Trump, Clinton, and the failures of election forecasting

Election season has come and gone. Donald Trump pulled off what has been repeatedly characterized as a “stunning upset” over Hillary Clinton. The web has gone rampant with postmortem analysis about the failures of election polling and forecasting. But was it really that surprising?

Several polls conducted in the lead up to the election reported on the virtually deadlocked race, all well-within any reasonable margin of error:

Quinnipiac University reported on the situation in key battleground states (Nov 2)

Democrat Hillary Clinton’s October momentum comes to a halt as she clings to a small lead in Pennsylvania, while Republican Donald Trump moves ahead in Ohio, leaving Florida and North Carolina too close to call.

Probability forecast models on the other hand were remarkably off-mark and predicted Clinton well-ahead just the night before the election:

  • New York Times Upshot: Clinton 84%, Trump 16%
  • FiveThirtyEight: Clinton 66.9%, Trump 33%
  • PredictWise: Clinton 89%, Trump 11%

I was watching the blitz of last-ditch rallies held by Trump and Clinton the night before election day. The candidates expressed incompatible sentiments about their chances to win. Here is a revealing segment from Trump’s penultimate rally in New Hampshire (8pm on Nov 7):

We are going right after this to Michigan, because Michigan is in play… The polls just came out: we are leading in Michigan; we are leading in New Hampshire; we are leading in Ohio; we are leading in Iowa; leading in North Carolina; I think we are doing really, really well in Pennsylvania; and I do believe we are leading in Florida.

In the meantime, according to the New York Times:

Mrs.

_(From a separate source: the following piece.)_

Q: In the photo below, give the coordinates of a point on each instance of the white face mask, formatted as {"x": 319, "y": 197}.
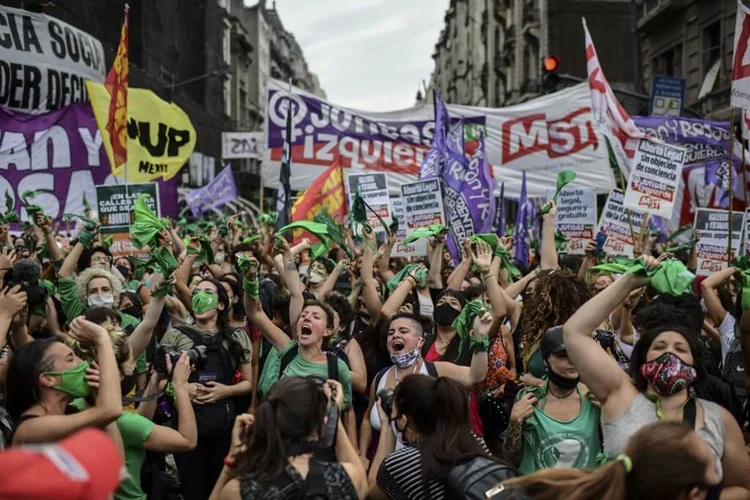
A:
{"x": 219, "y": 258}
{"x": 425, "y": 306}
{"x": 105, "y": 299}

Clinton’s campaign was so confident in her victory that her aides popped open Champagne on the campaign plane early Tuesday.

Either way, each candidate and their popular base was clearly happy to live in their own reality right down to the wire. Some personal take-aways from this whole affair:

  • The law of total variance for polling. Uncertainty about polling results is best understood not by not only assessing the variance within a single poll, but the studying the variance across multiple competing polls.

  • Forecasting is an enormously complex empirical problem. Formal statistical methods are unable to accurately quantifying uncertainty around the web of non-statistical effects that ultimately influence a voter’s decision at the ballot box.

  • A common reaction was for people to blame journalists and cancel their newspaper subscriptions. Well-informed voters should not derive the bulk of their information from cursory reading of social or national news media. They are conscious in their critique of information, especially of numbers and “facts” that are confirmatory of their own hopes and beliefs.